These oatmeal cakes take the main mixture of peanut butter, adding flavor and a healthy dose of plant-based protein. A fun method to make sure peanut butter finds its way into every mouthful of each muffin is to hide a bit in the centre of each one.
– 3 cups old-fashioned rolled oat – 1 ½ cups low-fat milk – ½ cup creamy natural peanut butter, divided – 1/3 cup packed light brown sugar
– ¼ cup unsweetened applesauce – 2 large eggs, lightly beaten – 1 teaspoon baking powder – 1 teaspoon vanilla extract – ½ teaspoon salt – ¼ cup mini semisweet chocolate chip
Preheat the oven to 375°F. Spray a 12-cup muffin tin with cooking spray.
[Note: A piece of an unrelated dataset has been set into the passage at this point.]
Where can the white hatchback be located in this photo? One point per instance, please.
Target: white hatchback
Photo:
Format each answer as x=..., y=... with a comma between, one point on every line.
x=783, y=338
In a large bowl, combine the oats and milk; let soak for 20 minutes. Add the eggs, applesauce, brown sugar, baking powder, vanilla, and 1/4 cup of peanut butter to the bowl; mix well.
Divide about 2 teaspoons of batter among muffin cups then divide remaining 1/4 cup peanut butter and chocolate chips-about 1 teaspoon each-among muffin cups.
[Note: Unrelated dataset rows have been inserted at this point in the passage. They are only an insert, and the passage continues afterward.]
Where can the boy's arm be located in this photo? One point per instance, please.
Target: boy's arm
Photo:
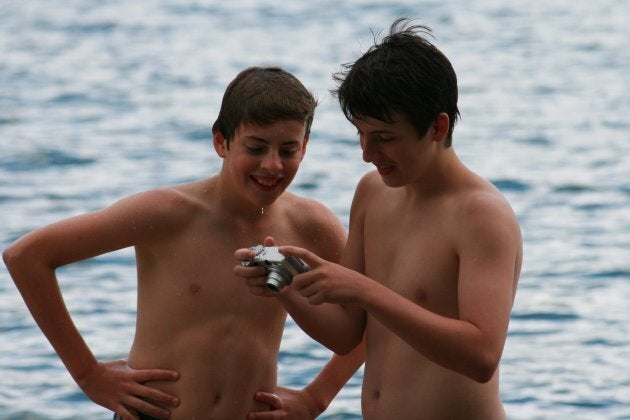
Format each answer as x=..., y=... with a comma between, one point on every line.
x=315, y=398
x=471, y=343
x=32, y=261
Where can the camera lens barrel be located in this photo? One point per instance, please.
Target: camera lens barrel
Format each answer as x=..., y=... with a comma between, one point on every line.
x=277, y=279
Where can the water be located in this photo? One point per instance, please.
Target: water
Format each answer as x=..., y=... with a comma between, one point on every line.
x=99, y=100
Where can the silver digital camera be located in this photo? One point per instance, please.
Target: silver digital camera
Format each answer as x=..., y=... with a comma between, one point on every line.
x=280, y=268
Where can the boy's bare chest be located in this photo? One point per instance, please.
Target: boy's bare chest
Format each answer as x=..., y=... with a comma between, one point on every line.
x=414, y=255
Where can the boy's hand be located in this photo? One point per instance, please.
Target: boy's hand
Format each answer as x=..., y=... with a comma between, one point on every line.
x=286, y=404
x=116, y=386
x=325, y=282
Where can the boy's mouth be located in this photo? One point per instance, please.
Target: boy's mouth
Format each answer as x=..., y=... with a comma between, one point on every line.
x=384, y=169
x=268, y=183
Pour remaining batter over it, about 2 tbsp per layer. Bake until about 25 min. or a toothpick inserted in the centre comes out clean. After 10 minutes in the pan, remove and place on a wire rack to cool. Serve warm or room temperature.
We've retested this recipe and made the following changes in response to previous reviews and comments, updating the nutritional analysis as needed:
Increased the brown sugar. Increased the soak time of the oats.